EVPN Route Type 5 in a Juniper ERB Fabric
EVPN-VXLAN fabrics come in different flavors. Centrally-Routed Bridging (CRB) does all inter-VLAN routing on the spine. Edge-Routed Bridging (ERB) pushes that routing down to the leaf — every leaf is a default gateway for its locally attached hosts. ERB is the more scalable model, and EVPN Route Type 5 is what makes it work for inter-VRF and inter-subnet traffic.
This post walks through a production ERB config on Juniper QFX switches, focusing on how Type-5 IP prefix routes are advertised and consumed across the fabric.
What is EVPN Route Type 5?
EVPN defines several route types. The most common ones in a datacenter fabric:
- Type 2 — MAC/IP advertisement. Advertises host MAC and optionally IP. This is what gives you L2 stretch and ARP suppression.

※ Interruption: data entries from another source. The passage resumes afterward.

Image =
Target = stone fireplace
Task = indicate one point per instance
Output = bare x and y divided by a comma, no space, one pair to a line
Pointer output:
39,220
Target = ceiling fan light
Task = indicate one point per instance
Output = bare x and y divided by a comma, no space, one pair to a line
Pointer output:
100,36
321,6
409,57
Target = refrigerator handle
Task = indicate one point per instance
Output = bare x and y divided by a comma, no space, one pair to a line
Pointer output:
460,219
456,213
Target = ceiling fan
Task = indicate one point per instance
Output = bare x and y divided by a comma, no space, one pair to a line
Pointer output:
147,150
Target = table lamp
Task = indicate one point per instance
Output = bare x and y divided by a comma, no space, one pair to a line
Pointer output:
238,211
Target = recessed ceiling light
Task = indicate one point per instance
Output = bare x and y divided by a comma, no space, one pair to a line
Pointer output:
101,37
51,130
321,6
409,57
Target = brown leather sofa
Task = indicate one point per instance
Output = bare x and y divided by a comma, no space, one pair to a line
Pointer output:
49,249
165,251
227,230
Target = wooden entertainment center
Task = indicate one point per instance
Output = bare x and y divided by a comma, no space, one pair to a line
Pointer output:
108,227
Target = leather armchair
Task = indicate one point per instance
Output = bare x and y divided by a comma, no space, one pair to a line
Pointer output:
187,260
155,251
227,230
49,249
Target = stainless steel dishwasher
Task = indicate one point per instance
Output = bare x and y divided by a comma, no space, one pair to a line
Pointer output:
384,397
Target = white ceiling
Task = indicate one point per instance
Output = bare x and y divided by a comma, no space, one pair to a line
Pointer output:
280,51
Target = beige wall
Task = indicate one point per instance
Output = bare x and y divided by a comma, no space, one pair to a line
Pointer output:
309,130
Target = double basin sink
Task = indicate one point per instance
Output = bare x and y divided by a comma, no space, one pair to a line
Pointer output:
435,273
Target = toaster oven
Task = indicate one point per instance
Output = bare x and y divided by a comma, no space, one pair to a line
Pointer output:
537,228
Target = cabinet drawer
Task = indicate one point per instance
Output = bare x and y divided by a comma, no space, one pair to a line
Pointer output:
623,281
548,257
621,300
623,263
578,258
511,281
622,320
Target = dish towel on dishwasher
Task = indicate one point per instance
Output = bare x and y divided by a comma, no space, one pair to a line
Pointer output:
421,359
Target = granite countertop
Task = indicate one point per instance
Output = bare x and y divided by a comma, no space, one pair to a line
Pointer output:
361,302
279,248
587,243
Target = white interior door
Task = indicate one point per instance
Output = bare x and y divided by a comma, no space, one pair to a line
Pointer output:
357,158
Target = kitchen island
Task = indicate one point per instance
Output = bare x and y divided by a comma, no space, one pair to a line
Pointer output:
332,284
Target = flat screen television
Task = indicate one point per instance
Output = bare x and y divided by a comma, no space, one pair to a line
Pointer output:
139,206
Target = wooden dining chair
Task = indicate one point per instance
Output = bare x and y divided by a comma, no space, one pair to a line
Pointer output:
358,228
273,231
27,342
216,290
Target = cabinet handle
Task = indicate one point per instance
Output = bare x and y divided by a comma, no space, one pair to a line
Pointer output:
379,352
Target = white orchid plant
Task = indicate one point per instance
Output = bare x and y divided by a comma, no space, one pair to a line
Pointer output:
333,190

- Type 3 — Inclusive multicast. Sets up BUM (broadcast, unknown unicast, multicast) flooding trees.
- Type 5 — IP prefix route. Advertises an entire IP prefix (like a /24 subnet) into EVPN, rather than individual host routes.
Type 5 is the EVPN equivalent of what you’d do with a static route or IGP redistribution in a traditional network. It lets a leaf say: “I own 10.0.100.0/24 — send traffic for that prefix to me via VXLAN.”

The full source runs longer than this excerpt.